早実、5番金子の4安打などで八王子に大勝

 今年の早稲田実業は、清宮 幸太郎、加藤 雅樹を中心とした強力打線の威力は誰もが認めるが、投手力に課題がある。その点、投打のバランスが良い八王子は、早稲田実業にとってやりにくい相手と思われた。

 試合は1回表、八王子は5番西谷 浩成の左前適時打などで1点を先制したものの、その裏早稲田実業は、5番金子 銀佑の左前安打、6番富田 直希のレフトポール手前に達する二塁打などでこの回3点を先取した。

 2回裏、今度は八王子の守備陣が自滅する。この回の先頭の9番渡辺 大地が死球で出塁すると、1番山田 淳平、2番玉川 遼が続けて送りバントをするも、いずれも八王子内野陣がエラー。その間に渡辺が生還した。さらに、清宮死球の後、加藤の右前安打で2人が還ってこの回も3点。

 3回裏にも、この試合の先発・松本 皓の二塁打、2番玉川の右前安打で松本が生還して、この試合7点目を入れた。

 ただ少々点が入っても今の早稲田実業は安心できない。5回表には二死一、三塁から西谷の内野安打で八王子が1点を返す。それでも早稲田実業は金子の二塁打などで2点を入れ、7回表を0点に抑えればコールドゲームが成立する7点差となる。

 しかし7回表の先頭打者である代打佐久本 凪の二塁打、続く3番石井 雄也の左前安打、4番佐々木 翼の右前安打で1点。さらに5番西谷のセンターへのライナー性の打球は三塁打となり、2人が還りこの回3点目。試合はコールドムードから一転して緊張感が増す。

 それでも8回裏早稲田実業は清宮の死球の後、金子の三塁打で清宮が生還。この試合金子は三塁打、二塁打各1本を含め、4安打の活躍。清宮、加藤に続く打者の活躍は、対戦相手にとって脅威になる。さらに続く富田の左前安打でもう1点が入った。

 9回表は、7回途中からリリーフ登板している上條 哲聖が得点を許さず、11−5で早稲田実業が勝利した。
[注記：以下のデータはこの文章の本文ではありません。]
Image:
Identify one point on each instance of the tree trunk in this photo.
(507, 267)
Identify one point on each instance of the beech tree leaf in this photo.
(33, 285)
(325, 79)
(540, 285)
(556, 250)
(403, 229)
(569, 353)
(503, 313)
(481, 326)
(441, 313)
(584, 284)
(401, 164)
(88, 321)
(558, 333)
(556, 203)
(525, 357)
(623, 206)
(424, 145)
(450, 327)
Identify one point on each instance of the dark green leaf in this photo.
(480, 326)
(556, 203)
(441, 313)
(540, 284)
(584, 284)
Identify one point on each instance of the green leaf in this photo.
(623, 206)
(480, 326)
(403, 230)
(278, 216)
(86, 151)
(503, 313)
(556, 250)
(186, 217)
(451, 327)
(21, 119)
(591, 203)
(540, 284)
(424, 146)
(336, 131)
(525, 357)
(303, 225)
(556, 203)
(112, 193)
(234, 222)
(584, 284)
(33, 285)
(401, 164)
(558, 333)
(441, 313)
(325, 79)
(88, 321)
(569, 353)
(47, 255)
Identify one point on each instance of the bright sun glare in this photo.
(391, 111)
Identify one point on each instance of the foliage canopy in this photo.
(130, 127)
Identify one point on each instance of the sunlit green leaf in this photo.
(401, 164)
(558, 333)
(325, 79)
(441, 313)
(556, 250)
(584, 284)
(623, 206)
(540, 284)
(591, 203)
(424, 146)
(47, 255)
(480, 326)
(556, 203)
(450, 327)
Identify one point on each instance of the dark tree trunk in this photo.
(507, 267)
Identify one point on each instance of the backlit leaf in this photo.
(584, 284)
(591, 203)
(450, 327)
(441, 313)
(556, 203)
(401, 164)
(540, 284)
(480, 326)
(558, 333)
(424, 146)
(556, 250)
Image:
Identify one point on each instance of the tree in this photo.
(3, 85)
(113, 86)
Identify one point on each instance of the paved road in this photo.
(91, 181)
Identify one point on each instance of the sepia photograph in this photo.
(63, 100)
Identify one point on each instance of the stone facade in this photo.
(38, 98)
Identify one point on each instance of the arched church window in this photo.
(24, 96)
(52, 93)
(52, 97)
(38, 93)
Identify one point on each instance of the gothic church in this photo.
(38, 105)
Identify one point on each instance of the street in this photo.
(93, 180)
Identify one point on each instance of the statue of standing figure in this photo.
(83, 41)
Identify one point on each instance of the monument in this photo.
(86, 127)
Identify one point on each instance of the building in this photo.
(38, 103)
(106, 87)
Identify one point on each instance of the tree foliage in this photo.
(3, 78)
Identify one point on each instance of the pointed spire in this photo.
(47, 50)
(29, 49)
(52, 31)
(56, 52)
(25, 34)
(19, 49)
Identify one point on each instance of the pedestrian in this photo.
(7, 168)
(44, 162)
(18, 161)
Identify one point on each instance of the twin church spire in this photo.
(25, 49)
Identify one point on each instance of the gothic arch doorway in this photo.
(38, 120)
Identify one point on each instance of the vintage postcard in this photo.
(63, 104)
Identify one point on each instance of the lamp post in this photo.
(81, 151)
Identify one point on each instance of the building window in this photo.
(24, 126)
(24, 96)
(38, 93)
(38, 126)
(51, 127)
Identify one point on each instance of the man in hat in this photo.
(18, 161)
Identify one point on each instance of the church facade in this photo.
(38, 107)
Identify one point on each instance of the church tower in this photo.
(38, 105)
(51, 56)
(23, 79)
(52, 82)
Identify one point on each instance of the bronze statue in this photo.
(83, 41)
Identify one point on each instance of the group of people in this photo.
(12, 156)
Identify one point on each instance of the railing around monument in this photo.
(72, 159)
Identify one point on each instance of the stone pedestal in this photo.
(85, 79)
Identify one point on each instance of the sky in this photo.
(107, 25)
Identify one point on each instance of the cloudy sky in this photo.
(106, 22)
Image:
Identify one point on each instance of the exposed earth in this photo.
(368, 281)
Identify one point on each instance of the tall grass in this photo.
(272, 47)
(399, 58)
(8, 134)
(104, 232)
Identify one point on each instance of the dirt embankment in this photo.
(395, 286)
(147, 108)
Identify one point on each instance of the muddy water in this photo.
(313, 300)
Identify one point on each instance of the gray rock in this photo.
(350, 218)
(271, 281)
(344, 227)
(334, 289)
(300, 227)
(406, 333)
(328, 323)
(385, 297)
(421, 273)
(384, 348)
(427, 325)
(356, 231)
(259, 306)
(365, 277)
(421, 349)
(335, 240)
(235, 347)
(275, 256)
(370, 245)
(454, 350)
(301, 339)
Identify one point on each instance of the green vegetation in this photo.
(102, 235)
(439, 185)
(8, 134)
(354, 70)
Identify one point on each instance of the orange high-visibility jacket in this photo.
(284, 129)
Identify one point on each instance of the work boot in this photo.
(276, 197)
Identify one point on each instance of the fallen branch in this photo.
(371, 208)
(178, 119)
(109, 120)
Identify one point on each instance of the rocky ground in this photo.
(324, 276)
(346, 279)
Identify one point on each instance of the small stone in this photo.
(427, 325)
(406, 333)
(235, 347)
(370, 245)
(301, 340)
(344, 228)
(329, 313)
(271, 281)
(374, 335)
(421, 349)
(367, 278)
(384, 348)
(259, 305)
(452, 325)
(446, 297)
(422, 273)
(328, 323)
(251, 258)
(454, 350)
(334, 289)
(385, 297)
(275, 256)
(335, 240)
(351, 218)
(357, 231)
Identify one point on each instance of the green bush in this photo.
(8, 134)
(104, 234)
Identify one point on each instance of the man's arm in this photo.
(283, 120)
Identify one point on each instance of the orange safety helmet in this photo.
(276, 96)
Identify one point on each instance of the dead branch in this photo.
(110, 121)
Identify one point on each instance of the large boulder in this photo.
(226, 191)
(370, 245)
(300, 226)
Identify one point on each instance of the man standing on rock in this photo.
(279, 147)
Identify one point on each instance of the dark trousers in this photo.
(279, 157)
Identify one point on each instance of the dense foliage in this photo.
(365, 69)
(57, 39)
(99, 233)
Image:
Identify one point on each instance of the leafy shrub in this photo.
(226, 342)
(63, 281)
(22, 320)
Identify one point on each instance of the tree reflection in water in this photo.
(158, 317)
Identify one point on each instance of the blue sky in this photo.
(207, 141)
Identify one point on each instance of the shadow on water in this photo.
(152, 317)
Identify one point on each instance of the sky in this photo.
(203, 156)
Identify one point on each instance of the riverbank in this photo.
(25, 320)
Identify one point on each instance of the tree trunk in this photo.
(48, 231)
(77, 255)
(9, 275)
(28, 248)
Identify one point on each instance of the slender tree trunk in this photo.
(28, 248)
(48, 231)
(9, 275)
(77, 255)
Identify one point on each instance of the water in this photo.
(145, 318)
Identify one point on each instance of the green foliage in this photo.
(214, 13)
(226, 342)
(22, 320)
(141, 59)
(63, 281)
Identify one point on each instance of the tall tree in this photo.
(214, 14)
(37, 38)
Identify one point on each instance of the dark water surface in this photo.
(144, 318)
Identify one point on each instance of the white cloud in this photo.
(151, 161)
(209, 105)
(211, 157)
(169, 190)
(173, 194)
 この日注目の清宮は3打数1安打2死球。加藤は4打数1安打1四球であったが、5番の金子をはじめ、前後の打者が好調なのは好材料。投手陣は相変わらず不安定ではあるが、3年生の上條が信頼を得つつある。次は日大三との大一番である。秋は早稲田実業がコールド勝ち(試合レポート)しているが、あまり参考にならないだろう。

 日大三・早稲田実業、東海大菅生・國學院久我山という準決勝のカードは、10月12日に明治神宮第二球場で行われた秋季都大会の1回戦と同一カードになった。

 一方の八王子は、実力はあるけれども勝ち切れない。それは克服すべきテーマであり、課題は遊撃手の竹中 裕貴ら、素質のある1、2年生に受け継がれることになる。